Side dish or snack? Scrap that. These savoury selections are made to last. Lined up in glazed ceramics on the dining table for your moorish needs, these green and gold nutritious 'chips' will sustain your afternoon fix and please party guests when hosting.
TURMERIC KALE CRUNCH
BY Mr Darcy Higgins | PHOTOGRAPHY Tori Simson | PRODUCTION Chanelle McAuliffe | PROPS Izzi & Popo
Ingredients
Bunch of kale
Turmeric
Cayenne pepper
Himalayan salt
Coconut oil
Method
Preheat oven to 165C.
1. Wash Kale thoroughly and pat dry with a tea towel.
2. Tear off large pieces of leaf from stem. (Keep kale stems, and store in a takeaway container in the fridge to use for soups or smoothies.)
3. Place kale pieces into a large mixing bowl, drizzle coconut thoroughly over leaves and toss through chopped turmeric or powder, cayenne pepper and salt.
4. Layout leaves on a lined tray with baking paper, cook for 15 minutes, remove from oven and place any crisp pieces into a bowl and allow to cool.

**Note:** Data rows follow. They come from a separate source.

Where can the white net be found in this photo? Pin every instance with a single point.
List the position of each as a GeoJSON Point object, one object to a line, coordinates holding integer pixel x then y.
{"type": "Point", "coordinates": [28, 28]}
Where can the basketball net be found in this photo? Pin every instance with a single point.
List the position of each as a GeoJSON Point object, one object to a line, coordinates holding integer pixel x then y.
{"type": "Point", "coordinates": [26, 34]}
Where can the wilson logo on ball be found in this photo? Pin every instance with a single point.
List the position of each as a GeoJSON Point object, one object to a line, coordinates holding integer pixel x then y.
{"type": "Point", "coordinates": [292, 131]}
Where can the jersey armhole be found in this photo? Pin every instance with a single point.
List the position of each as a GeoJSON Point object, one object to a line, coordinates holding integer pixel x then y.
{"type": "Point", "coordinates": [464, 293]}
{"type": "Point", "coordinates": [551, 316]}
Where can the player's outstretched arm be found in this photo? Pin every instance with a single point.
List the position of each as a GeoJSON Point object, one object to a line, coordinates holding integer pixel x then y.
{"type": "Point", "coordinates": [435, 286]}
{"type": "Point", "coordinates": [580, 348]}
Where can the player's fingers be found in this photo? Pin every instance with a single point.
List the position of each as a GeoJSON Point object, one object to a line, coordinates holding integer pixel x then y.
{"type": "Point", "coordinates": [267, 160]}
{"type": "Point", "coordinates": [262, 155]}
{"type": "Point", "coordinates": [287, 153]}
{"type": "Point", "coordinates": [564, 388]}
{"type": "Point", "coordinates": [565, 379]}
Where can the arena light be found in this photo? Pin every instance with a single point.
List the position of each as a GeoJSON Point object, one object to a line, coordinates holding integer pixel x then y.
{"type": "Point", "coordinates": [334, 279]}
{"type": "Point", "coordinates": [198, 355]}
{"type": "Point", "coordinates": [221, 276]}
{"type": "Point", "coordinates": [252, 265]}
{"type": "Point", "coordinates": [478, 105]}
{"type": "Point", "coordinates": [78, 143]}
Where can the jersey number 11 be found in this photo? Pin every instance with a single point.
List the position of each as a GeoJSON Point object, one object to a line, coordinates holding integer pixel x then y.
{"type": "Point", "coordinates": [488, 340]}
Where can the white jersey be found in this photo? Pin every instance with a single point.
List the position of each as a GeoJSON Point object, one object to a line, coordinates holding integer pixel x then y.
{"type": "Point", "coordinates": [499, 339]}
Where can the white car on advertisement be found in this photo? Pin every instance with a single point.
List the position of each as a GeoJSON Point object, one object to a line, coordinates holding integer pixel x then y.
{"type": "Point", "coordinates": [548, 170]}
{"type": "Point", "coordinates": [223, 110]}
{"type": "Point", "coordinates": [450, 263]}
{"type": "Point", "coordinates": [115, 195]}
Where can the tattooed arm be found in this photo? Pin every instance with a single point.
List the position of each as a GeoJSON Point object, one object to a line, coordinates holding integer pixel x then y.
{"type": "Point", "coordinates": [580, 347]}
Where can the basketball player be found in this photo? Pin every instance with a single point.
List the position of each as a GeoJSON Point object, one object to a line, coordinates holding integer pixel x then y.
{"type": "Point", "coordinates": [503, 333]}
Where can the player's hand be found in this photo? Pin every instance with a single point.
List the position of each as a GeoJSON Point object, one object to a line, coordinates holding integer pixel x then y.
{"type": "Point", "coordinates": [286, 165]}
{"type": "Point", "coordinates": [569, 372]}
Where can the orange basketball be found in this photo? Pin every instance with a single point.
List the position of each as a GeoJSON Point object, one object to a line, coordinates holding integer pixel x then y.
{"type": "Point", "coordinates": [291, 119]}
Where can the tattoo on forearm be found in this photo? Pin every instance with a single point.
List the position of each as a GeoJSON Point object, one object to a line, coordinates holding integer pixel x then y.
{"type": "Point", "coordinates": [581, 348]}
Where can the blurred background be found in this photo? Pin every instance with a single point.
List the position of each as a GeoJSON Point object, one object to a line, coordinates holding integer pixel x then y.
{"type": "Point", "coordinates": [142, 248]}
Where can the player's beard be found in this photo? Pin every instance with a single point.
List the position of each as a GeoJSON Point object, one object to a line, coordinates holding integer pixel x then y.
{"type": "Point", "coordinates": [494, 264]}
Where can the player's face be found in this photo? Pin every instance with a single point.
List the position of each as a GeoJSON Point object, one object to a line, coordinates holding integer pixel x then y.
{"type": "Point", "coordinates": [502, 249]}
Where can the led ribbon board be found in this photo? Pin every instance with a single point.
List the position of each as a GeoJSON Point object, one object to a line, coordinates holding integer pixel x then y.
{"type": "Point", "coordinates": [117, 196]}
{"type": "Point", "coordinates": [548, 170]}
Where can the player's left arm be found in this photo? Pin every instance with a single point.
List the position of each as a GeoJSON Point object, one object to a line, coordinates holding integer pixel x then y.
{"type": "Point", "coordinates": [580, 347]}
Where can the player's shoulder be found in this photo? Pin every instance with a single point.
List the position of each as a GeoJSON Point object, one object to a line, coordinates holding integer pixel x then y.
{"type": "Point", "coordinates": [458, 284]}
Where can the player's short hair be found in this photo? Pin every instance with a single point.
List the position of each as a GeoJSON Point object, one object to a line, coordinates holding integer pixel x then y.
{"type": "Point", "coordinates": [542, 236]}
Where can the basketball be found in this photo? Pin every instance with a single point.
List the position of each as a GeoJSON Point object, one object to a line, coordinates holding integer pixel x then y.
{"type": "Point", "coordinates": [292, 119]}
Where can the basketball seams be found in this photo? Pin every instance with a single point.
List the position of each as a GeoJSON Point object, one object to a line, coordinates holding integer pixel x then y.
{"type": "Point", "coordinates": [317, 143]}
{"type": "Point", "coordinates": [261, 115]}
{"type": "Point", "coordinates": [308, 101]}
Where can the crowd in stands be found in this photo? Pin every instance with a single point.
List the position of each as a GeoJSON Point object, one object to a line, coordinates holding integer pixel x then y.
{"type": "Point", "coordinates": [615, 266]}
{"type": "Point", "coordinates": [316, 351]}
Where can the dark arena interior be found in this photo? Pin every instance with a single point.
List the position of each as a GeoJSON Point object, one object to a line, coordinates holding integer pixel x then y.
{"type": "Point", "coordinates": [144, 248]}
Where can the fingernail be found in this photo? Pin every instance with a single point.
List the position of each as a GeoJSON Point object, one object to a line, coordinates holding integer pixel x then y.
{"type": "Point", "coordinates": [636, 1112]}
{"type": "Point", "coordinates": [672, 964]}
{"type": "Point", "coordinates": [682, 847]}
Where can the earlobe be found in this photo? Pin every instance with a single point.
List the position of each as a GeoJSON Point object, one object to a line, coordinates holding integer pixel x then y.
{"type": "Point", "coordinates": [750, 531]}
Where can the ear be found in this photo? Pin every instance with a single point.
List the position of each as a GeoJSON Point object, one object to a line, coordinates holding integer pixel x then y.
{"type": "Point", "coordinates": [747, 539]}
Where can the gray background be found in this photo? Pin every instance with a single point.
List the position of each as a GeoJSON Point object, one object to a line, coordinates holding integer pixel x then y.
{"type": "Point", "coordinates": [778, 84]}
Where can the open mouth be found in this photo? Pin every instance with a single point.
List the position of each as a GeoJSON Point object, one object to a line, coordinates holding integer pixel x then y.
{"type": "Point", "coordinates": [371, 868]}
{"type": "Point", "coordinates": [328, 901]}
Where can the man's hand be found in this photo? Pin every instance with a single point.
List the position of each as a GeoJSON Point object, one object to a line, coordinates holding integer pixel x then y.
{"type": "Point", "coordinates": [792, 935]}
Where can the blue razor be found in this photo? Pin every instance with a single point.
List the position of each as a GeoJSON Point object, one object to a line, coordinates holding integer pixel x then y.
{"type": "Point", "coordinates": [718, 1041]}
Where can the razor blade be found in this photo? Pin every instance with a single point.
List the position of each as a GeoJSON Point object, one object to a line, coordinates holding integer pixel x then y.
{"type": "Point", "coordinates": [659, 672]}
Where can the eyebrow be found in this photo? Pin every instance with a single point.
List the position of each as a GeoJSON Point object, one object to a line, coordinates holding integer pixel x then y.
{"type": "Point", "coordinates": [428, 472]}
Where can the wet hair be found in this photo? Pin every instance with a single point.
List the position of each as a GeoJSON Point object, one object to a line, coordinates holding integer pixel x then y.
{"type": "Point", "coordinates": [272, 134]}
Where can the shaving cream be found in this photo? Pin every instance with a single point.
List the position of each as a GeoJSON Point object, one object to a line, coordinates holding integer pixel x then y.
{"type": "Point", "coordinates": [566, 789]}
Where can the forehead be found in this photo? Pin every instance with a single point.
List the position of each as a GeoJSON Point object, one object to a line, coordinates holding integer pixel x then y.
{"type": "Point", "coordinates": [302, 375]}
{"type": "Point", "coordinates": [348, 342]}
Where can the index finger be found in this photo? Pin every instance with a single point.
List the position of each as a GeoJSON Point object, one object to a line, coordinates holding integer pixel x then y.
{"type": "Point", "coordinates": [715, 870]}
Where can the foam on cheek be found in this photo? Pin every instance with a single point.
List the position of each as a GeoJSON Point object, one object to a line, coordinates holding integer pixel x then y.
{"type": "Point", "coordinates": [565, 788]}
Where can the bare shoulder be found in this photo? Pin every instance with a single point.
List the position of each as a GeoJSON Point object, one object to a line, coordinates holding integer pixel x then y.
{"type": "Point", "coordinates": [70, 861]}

5. Continue to cook for another 5-10 minutes whilst checking and removing crisp leaves.
Serves 4
SPICED ROSEMARY NUTS
BY Mr Darcy Maxwell | PHOTOGRAPHY Tori Simson | PRODUCTION Chanelle McAuliffe | PROPS Izzi & Popo
Ingredients
1 cup Walnuts
1 cup Peanut
1 cup Brazil nuts
30g Honey
1/3 Organic butter
1 Lemon Cumin powder
Himalayan salt
3 Rosemary sprigs
Method
Preheat oven to 170C.
1. Melt honey and butter in a saucepan over boiling water or in a microwave.
2. Shave lemon skin with a micro plane, and thinly chop rosemary.
3. Place mixed nuts in a bowl, drizzle butter and honey over nut mix, ensuring all nuts are glazed.
4. Add lemon rind, rosemary, salt and lightly sprinkle cumin.
5. Cook for 10-20 minutes until golden.